His research team is responsible for the Sphinx, Synthetica and MecGen software packages, which extend computer-aided design to spherical and spatial linkage systems and integrate this process with geometric modeling. He has presented tutorials on the design of linkages and robotic systems at ASME and IEEE conferences, including the NSF sponsored 2012 Workshop on 21st Century Kinematics.
He is an industrial consultant in the area of machine and robotic system design, and provides testimony on intellectual property and product liability. He served as Chief Technical Officer of Accuray Incorporated to assist the transition of a robotic radio-surgery system from research to market. In 2010 and 2011, he served two terms as Chair of the Board of Governors for the Southern California Section of SAE international and as the 2012 Secretary for the Orange County Engineering Council.
Over the past 15 years at UCI he has focused on developing engineering leadership through student design and execution of major engineering projects. He has introduced project engineering courses for graduate students, seniors and for freshman at UCI and provided course materials for racecar engineering courses in local high schools, including a Summer Program for Racecar Engineering. He organizes the UCI Energy Invitational racecar energy time trial and the UCI Rescue Robotics competition for local High School engineering teams.

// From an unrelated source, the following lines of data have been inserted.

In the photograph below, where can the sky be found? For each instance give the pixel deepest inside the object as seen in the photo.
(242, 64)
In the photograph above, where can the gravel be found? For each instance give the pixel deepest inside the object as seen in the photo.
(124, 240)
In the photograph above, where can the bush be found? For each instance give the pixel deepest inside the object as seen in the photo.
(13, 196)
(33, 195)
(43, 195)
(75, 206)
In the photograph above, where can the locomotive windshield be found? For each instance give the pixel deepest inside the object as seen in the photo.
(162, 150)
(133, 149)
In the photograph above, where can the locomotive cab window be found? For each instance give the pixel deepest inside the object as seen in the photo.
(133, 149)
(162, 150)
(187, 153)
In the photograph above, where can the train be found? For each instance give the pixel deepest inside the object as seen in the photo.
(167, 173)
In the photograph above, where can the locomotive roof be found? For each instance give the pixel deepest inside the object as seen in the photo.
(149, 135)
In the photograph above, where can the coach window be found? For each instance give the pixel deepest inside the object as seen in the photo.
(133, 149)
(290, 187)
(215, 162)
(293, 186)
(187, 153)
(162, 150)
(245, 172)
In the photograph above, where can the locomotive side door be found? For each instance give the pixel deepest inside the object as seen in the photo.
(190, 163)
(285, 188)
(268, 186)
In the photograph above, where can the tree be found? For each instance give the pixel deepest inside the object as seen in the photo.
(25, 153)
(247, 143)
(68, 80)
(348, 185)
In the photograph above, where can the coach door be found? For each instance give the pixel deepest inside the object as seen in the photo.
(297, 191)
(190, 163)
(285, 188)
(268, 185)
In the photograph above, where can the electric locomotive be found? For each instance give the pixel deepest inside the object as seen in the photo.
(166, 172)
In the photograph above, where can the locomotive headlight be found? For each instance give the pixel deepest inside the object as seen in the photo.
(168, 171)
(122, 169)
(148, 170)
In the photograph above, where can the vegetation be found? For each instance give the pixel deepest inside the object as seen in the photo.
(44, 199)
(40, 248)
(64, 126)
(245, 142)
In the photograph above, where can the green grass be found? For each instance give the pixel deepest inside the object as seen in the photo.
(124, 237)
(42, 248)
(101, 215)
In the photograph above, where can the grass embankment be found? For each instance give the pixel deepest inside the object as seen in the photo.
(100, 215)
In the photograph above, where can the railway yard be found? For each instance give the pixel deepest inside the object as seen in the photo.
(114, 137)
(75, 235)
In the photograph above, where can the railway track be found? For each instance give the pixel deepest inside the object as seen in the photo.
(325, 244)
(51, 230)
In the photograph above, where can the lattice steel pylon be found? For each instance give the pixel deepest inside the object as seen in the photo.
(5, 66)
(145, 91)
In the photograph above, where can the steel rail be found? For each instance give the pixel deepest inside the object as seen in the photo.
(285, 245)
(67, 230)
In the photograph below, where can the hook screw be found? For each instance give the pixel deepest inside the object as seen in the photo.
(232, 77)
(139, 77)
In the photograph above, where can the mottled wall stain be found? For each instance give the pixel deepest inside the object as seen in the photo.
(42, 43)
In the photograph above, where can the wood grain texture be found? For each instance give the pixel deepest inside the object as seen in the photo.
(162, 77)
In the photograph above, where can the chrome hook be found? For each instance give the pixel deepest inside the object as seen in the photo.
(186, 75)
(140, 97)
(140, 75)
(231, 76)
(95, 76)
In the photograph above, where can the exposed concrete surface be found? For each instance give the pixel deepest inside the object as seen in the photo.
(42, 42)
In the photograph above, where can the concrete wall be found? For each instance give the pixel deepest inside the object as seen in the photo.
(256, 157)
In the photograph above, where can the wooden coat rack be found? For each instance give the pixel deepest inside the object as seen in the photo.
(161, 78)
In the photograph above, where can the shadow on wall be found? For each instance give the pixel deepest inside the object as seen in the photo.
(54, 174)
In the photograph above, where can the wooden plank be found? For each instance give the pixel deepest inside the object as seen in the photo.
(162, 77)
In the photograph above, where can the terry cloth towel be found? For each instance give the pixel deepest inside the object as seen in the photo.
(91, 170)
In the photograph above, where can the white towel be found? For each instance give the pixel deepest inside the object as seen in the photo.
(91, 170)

His student racecar engineering teams have built 15 racecars driven by gasoline, CNG and electric drive systems. His 2009 Formula Hybrid team was fifth out of thirty teams at the New Hampshire Speedway in May 2009. His 2010 and 2011 FSAE teams placed 1st in energy efficiency out of 79 and 80 teams, respectively. In 2010, he organized the UCI Energy Invitational, which is a time trial for energy efficient racecars. In October 2013, he organized the California Challenge energy time trial as part of the 2013 Solar Decathlon on behalf of the U. S. Department of Energy, which involved 20 race teams from across the country. The 2014 and 2015 Energy Invitationals included vehicles designed and built by six high school race teams, as well as collegiate race teams and inventors. In 2016 and 2017, his race team is built vehicles to compete in Mini-Baja, FSAE-Lincoln, and FSAE-Electric as well as the UCI Energy Invitational intercollegiate competitions.
His contributions in teaching were recognized by a 2010 UCI Teaching Excellence in Undergraduate Engineering Award and the Henry Samueli School of Engineering’s 2009 Faribor Maseeh Teaching Award. He is a Fellow of the American Society of Mechanical Engineers (ASME), and has received the 2008 ASME Outstanding Service Award and the 2009 ASME Machine Design Award. In 2011, he received the ASME Mechanisms and Robotics Award for his research contributions, and in 2013 he received Robert E. Abbott Lifetime Service Award from the Design Engineering Division of ASME International. At the 2015 Mechanisms and Robotics Conference, he and his co-author received the A.T. Yang Memorial Award in Theoretical Kinematics for their paper on the design of a linkage system that reproduces the flapping motion of a bird in flight.